To become a product manager, I have studied at college Information systems management, e-marketing, e-business, IT architecture in a business school. I started as a product owner and learnt about Agile methodologies, which I found very useful in my career so far.

To become a product manager, it is possible to come from IT with a good business appetite. I see many product colleagues coming from project management, operations, marketing, business analysis and doing great. It's just coming with different types of skillset, which is fine.
From product manager, we usually look up to product lead, product director, Chief Product Officer. That is the classic path but there are many options available. By learning about product management, you can switch to other parts of the business (maybe more easily to be done internally rather than making a jump from one company to another, but not impossible) or get very interested in Agile methodologies and become an Agile coach. Another option is, after years of experience, to become a product consultant and offer strategic help to companies.

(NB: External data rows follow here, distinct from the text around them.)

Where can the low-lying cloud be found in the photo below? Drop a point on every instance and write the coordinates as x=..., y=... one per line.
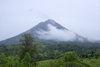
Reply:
x=56, y=34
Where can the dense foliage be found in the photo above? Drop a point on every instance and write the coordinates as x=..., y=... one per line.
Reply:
x=30, y=54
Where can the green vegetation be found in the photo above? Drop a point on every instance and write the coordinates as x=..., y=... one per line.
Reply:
x=30, y=54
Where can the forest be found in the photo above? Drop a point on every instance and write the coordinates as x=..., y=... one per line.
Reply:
x=32, y=54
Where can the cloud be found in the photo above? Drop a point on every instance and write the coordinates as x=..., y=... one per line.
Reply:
x=56, y=34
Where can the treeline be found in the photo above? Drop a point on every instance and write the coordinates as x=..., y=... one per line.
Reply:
x=27, y=54
x=48, y=51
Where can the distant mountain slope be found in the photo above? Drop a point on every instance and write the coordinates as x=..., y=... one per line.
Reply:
x=48, y=30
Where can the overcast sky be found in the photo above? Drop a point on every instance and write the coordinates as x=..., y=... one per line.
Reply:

Qualities to have in product management, from my experience, is a lot of curiosity for many parts of the business: for the IT of course, working closely with development teams, but all the other teams, what they do and how. Understanding the company ways of working can lead you to understand the company goal, mindset and growth appetite. This is how, as a product manager, you can define a vision for the product with the help of the business and the IT.
Other qualities: good communication skills (it's a lot of talking, sharing the vision and the ideas), good listening skills (to capture the right requirements) and a capacity to understand a business from a higher level perspective.

Hope it would help!

Clémence recommends the following next steps:

Research about product management and Agility. I recommend Roman Pichler blog: https://www.romanpichler.com/
Sign up for a few online (or face to face) product conferences (on Meet-up for example - in the UK)
Add product managers and product owners on Linkedin in the fields you're interested in (they might answer your more specific questions)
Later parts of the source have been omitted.